Fortunately, this is also a strength for Kentucky as Julius Randle and Willie Cauley-Stein are as tough on the boards as anyone in the nation. These players and others have to come through on the defensive end of the court and make sure they box out on every shot.
The might not be anything more frustrating than when you stop a good team from scoring, only to give up a bucket on an offensive rebound.
Pack the Defense Inside
Being from Texas, Julius Randle does not know much about the Louisville-Kentucky rivalry. According to Kyle Tucker of USA Today, the freshman has been getting an idea of why this matchup matters:
Everywhere we go, that's all they talk about. I've heard it since I committed to when (Louisville) won the national championship to when I first got here in the summer. And now I'm really about to start hearing about it.
Whether he knows what to expect or not, he will play a big role in this game after averaging 18.2 points and 11.3 rebounds per game this year. Almost all of this production comes inside the paint, along with the rest of the Wildcats offense.
On the other hand, they have not fared well from the outside, making only 31.7 percent of shots from behind the arc.

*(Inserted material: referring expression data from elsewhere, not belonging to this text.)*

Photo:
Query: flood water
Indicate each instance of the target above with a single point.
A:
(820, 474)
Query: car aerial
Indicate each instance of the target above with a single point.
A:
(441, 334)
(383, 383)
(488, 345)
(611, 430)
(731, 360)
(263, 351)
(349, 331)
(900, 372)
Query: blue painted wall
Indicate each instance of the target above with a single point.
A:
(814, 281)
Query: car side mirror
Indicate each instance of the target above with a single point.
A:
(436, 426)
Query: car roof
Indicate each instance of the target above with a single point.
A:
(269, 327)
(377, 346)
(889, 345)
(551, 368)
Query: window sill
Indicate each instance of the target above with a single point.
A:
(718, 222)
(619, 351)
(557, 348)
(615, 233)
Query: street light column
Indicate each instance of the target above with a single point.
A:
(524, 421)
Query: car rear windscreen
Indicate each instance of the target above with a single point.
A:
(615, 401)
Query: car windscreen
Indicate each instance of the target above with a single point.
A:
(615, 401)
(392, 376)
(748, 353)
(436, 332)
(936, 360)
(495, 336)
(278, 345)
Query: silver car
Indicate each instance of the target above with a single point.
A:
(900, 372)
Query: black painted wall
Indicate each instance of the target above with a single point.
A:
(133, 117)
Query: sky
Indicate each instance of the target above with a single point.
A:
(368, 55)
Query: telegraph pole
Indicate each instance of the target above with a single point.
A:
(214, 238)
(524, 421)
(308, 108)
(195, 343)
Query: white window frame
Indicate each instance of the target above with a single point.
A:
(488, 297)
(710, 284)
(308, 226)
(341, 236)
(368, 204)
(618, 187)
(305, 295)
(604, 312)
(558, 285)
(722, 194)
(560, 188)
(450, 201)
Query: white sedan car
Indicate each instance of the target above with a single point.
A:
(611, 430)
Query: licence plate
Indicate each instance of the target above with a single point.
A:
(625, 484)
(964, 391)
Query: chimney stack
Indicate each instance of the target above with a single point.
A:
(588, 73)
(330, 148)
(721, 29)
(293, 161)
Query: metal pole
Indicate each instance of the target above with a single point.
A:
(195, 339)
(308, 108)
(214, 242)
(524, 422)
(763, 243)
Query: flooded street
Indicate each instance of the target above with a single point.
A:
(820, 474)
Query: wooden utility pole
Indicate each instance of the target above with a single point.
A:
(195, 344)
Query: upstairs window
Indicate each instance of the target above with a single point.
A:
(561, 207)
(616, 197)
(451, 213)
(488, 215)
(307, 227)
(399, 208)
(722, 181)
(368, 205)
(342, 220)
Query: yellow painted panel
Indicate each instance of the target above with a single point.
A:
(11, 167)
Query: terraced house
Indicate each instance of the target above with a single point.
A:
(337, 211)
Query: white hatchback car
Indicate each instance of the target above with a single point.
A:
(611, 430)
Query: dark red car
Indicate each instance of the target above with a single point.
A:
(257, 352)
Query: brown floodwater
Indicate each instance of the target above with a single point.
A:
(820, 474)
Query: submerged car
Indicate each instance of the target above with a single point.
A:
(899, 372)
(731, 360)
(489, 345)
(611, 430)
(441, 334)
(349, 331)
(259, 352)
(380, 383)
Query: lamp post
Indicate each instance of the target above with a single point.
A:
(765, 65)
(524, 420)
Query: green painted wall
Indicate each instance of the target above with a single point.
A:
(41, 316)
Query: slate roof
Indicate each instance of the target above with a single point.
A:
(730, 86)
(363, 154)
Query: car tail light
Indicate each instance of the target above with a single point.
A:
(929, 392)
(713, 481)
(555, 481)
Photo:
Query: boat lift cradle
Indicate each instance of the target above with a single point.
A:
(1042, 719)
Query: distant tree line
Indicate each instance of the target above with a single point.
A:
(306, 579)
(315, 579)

Louisville has to use this scouting report, sit back on the defense and force the opponent to shoot over the top. This also means the squad should feel free to double-team forwards inside in order to stop them.
Score in Transition
Like all John Calipari teams, Kentucky is strong defensively when it gets set. However, the young team has shown a tendency to get a little lazy in transition and allow easy buckets on fast breaks.
This was seen in each of the Wildcats losses so far this year as the opposing squad was able to get down the court and score in a hurry.
Louisville has a lot of team speed, starting with leading scorer Russ Smith. The Cardinals have to find a way to turn turnovers and missed shots into fast-break opportunities and get shots off before Kentucky has a chance to react.
Both teams will want to play fast, but Louisville has a chance to really get an advantage by moving the ball as quick as possible to keep Kentucky off guard on defense.